All of lore.kernel.org
 help / color / mirror / Atom feed
From: Dan Williams <dan.j.williams@intel.com>
To: linux-mm@kvack.org
Cc: Andrew Morton <akpm@linux-foundation.org>,
	Michal Hocko <mhocko@suse.com>,
	David Hildenbrand <david@redhat.com>,
	Oscar Salvador <osalvador@suse.de>,
	linux-nvdimm@lists.01.org, linux-kernel@vger.kernel.org
Subject: [PATCH v3 3/6] mm: Teach pfn_to_online_page() about ZONE_DEVICE section collisions
Date: Tue, 12 Jan 2021 23:35:33 -0800	[thread overview]
Message-ID: <161052333339.1805594.262356571080399636.stgit@dwillia2-desk3.amr.corp.intel.com> (raw)
In-Reply-To: <161052331545.1805594.2356512831689786960.stgit@dwillia2-desk3.amr.corp.intel.com>

While pfn_to_online_page() is able to determine pfn_valid() at
subsection granularity it is not able to reliably determine if a given
pfn is also online if the section is mixes ZONE_{NORMAL,MOVABLE} with
ZONE_DEVICE. This means that pfn_to_online_page() may return invalid
@page objects. For example with a memory map like:

100000000-1fbffffff : System RAM
  142000000-143002e16 : Kernel code
  143200000-143713fff : Kernel rodata
  143800000-143b15b7f : Kernel data
  144227000-144ffffff : Kernel bss
1fc000000-2fbffffff : Persistent Memory (legacy)
  1fc000000-2fbffffff : namespace0.0

This command:

echo 0x1fc000000 > /sys/devices/system/memory/soft_offline_page

...succeeds when it should fail. When it succeeds it touches
an uninitialized page and may crash or cause other damage (see
dissolve_free_huge_page()).

While the memory map above is contrived via the memmap=ss!nn kernel
command line option, the collision happens in practice on shipping
platforms. The memory controller resources that decode spans of
physical address space are a limited resource. One technique
platform-firmware uses to conserve those resources is to share a decoder
across 2 devices to keep the address range contiguous. Unfortunately the
unit of operation of a decoder is 64MiB while the Linux section size is
128MiB. This results in situations where, without subsection hotplug
memory mappings with different lifetimes collide into one object that
can only express one lifetime.

Update move_pfn_range_to_zone() to flag (SECTION_TAINT_ZONE_DEVICE) a
section that mixes ZONE_DEVICE pfns with other online pfns. With
SECTION_TAINT_ZONE_DEVICE to delineate, pfn_to_online_page() can fall
back to a slow-path check for ZONE_DEVICE pfns in an online section. In
the fast path online_section() for a full ZONE_DEVICE section returns
false.

Because the collision case is rare, and for simplicity, the
SECTION_TAINT_ZONE_DEVICE flag is never cleared once set.
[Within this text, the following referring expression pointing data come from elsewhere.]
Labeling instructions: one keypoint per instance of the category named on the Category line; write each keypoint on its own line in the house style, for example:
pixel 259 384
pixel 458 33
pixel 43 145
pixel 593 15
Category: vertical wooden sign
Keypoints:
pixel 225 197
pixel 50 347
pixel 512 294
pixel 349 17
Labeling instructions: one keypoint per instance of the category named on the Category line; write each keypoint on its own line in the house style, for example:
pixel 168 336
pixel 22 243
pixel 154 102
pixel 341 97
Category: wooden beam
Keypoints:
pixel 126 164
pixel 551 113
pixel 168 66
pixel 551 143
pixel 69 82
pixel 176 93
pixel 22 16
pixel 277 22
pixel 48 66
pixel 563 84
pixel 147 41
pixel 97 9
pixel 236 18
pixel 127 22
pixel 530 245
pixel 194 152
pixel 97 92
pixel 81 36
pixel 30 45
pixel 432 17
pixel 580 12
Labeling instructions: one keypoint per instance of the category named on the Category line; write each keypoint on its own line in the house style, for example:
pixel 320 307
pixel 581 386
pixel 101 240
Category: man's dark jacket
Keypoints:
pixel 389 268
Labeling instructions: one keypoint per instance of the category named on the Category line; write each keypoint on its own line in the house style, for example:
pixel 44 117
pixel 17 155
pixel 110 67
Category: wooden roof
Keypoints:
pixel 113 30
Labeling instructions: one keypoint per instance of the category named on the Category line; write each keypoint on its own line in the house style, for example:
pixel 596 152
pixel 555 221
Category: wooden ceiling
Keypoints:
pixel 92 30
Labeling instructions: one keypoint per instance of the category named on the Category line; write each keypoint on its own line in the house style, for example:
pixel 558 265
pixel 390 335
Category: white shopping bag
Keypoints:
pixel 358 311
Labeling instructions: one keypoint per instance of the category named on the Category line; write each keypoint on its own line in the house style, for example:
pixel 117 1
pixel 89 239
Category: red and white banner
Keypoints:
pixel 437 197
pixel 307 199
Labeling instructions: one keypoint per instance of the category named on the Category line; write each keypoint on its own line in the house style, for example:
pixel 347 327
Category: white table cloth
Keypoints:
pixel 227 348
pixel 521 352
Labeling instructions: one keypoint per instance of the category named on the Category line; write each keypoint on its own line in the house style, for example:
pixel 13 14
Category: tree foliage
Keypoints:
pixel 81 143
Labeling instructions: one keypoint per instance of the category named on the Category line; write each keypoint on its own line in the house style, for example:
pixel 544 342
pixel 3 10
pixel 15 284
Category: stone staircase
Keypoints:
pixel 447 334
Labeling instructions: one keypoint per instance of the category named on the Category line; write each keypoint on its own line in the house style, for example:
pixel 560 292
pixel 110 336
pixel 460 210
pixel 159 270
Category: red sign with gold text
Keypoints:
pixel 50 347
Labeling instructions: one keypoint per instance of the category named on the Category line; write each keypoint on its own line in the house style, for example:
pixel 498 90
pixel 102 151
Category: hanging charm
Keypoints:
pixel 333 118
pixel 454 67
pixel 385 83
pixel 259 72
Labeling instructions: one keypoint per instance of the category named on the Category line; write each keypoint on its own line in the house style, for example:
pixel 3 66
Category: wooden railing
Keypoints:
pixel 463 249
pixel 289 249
Fixes: ba72b4c8cf60 ("mm/sparsemem: support sub-section hotplug")
Cc: Andrew Morton <akpm@linux-foundation.org>
Reported-by: Michal Hocko <mhocko@suse.com>
Reported-by: David Hildenbrand <david@redhat.com>
Reviewed-by: David Hildenbrand <david@redhat.com>
Reviewed-by: Oscar Salvador <osalvador@suse.de>
Signed-off-by: Dan Williams <dan.j.williams@intel.com>
---
 include/linux/mmzone.h |   22 +++++++++++++++-------
 mm/memory_hotplug.c    |   38 ++++++++++++++++++++++++++++++++++++++
 2 files changed, 53 insertions(+), 7 deletions(-)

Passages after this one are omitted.